The hard clay bed along the river provides a good base for roads, which high water isn’t able to degrade. Adding a solid road system made accessing remote areas of the property easier when transporting equipment and prepping hunting areas. Good roads also made accessing stand locations and retrieving game much easier. Once they were established, they required little maintenance.
Managing the Herd
Managing the deer herd properly was more complicated than completing the habitat improvements. Direct observations and a trail camera census gave the crew a rough idea of how many deer lived on the property. With that information, the Swamp Donkey crew planned to reduce the deer herd.
Flooding makes a long-term specific management plan impractical, because it adversely affects the population during each event. The amount of loss from a flood is very hard to calculate in advance, and a bad estimate can have long term affects. After each year, there is a need to evaluate change and set new management goals. During the first two hunting seasons, the crew’s goal was to reduce the number of does. So, they didn’t shoot any trophy bucks. This allowed more deer to move up in each age class.
The effectiveness of culling to manipulate a population’s genetics is debatable. However, removing a buck with inferior antlers, while abiding by some pre-set limitations, still makes sense. The goal is to decrease competition for food, which allows for the remaining deer to receive more nutrients. The desired result is heavier and healthier individual animals. So, removing low-quality bucks leaves more resources for potential trophy bucks, according to Chris.
The criteria for a cull buck to be taken on Swamp Donkey Properties was set at a 3 1/2-year-old with less than eight points, or a 4 1/2-year-old scoring under 125 inches B&C. Any 5 1/2-year-old scoring less than 140 inches could also be shot. No bucks under 3 1/2 years old were taken on the property. The results after the first two years of management showed promise, proving to the Swamp Donkey team that they were on the right track.

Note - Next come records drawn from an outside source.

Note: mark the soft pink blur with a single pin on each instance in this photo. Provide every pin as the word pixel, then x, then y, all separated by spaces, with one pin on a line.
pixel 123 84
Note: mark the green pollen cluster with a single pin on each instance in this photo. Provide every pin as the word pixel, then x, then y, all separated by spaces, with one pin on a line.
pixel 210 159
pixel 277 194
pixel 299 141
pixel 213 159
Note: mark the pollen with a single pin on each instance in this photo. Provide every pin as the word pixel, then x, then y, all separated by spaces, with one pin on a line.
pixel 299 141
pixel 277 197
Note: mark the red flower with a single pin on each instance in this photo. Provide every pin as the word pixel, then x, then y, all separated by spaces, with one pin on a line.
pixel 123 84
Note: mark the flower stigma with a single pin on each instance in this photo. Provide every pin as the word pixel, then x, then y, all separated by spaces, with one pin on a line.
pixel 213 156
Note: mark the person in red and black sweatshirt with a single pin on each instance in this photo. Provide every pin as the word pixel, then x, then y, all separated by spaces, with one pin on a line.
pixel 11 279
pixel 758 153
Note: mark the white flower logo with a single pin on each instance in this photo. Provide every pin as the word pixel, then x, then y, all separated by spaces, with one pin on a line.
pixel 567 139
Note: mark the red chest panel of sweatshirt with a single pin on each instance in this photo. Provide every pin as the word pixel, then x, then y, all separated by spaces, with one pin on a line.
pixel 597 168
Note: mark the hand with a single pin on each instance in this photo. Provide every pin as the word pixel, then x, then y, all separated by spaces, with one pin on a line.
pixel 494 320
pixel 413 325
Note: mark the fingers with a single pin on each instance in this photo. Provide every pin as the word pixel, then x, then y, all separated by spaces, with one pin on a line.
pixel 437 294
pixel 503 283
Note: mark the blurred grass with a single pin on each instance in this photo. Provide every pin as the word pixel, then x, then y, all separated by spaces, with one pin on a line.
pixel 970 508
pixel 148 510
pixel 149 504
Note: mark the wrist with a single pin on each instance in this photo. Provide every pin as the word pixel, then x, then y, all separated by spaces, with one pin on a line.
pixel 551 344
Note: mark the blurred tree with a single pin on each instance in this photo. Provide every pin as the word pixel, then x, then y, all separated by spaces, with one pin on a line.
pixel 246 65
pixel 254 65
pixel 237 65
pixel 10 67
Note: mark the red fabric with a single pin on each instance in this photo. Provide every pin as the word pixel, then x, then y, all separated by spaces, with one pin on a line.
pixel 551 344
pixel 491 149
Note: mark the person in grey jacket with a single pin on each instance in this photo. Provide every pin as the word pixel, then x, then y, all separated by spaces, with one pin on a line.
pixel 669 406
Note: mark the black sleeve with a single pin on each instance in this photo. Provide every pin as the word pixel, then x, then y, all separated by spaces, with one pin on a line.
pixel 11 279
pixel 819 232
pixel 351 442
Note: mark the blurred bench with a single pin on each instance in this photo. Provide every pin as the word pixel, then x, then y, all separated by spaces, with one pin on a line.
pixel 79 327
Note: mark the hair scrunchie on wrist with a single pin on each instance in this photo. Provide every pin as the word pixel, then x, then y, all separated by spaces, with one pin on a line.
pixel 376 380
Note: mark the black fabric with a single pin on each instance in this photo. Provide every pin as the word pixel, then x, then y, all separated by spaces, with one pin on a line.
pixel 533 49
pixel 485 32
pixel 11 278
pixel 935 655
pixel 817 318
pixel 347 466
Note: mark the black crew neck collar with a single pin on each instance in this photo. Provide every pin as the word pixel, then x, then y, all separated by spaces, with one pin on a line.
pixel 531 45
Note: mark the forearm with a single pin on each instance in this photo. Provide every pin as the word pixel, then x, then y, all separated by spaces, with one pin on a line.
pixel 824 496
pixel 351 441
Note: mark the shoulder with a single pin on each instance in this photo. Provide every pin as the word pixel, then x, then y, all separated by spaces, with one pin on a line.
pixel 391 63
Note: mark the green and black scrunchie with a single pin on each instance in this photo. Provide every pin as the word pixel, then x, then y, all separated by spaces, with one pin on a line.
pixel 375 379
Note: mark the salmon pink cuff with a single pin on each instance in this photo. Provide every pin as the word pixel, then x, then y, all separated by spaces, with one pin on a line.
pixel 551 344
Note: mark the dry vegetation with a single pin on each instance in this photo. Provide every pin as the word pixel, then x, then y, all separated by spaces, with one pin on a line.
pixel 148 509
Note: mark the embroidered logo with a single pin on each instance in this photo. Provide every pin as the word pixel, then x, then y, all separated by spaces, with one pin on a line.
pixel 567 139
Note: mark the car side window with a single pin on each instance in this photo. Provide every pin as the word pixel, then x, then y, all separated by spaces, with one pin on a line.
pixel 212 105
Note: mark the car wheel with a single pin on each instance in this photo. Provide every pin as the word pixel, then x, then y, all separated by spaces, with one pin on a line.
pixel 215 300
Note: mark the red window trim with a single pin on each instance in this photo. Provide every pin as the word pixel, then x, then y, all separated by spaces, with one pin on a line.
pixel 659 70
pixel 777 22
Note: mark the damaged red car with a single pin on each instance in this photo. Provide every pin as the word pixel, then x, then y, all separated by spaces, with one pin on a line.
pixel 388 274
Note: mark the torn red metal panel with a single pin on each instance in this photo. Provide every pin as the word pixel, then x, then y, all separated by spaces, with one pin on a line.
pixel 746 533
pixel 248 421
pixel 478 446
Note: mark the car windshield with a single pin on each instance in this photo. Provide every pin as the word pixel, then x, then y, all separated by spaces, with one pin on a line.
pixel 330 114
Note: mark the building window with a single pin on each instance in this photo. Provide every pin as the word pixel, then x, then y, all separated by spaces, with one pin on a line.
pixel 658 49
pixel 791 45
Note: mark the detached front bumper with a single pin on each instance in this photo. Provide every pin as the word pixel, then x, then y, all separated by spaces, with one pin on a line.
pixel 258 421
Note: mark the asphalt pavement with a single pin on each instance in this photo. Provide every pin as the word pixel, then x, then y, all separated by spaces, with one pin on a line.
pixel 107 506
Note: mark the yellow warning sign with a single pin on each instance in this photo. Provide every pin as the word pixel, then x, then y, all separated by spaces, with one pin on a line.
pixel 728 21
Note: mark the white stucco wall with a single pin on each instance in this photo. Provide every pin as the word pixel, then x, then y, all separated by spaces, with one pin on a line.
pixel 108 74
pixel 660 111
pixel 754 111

The original plan for the property was for it to be a place for friends and relatives to hunt. But Wyatt soon realized they would need more hunters to help manage the property effectively. So, Wyatt decided to allow a limited number of paid hunters to come to Swamp Donkey beginning in 2021. To ensure that only the right deer are taken, each hunter has a guide in the stand with them while hunting. This strategy has proven highly effective and has produced some whopper whitetails, according to Wyatt.
Now, after just six years of practicing the management program, there are many bucks carrying over 150 inches of antler on the property.
If you own or manage a hunting property that experiences regular flooding, you might want to consider adopting a similar management plan. The positive results won’t appear overnight, but when they do, all the work will be worth it.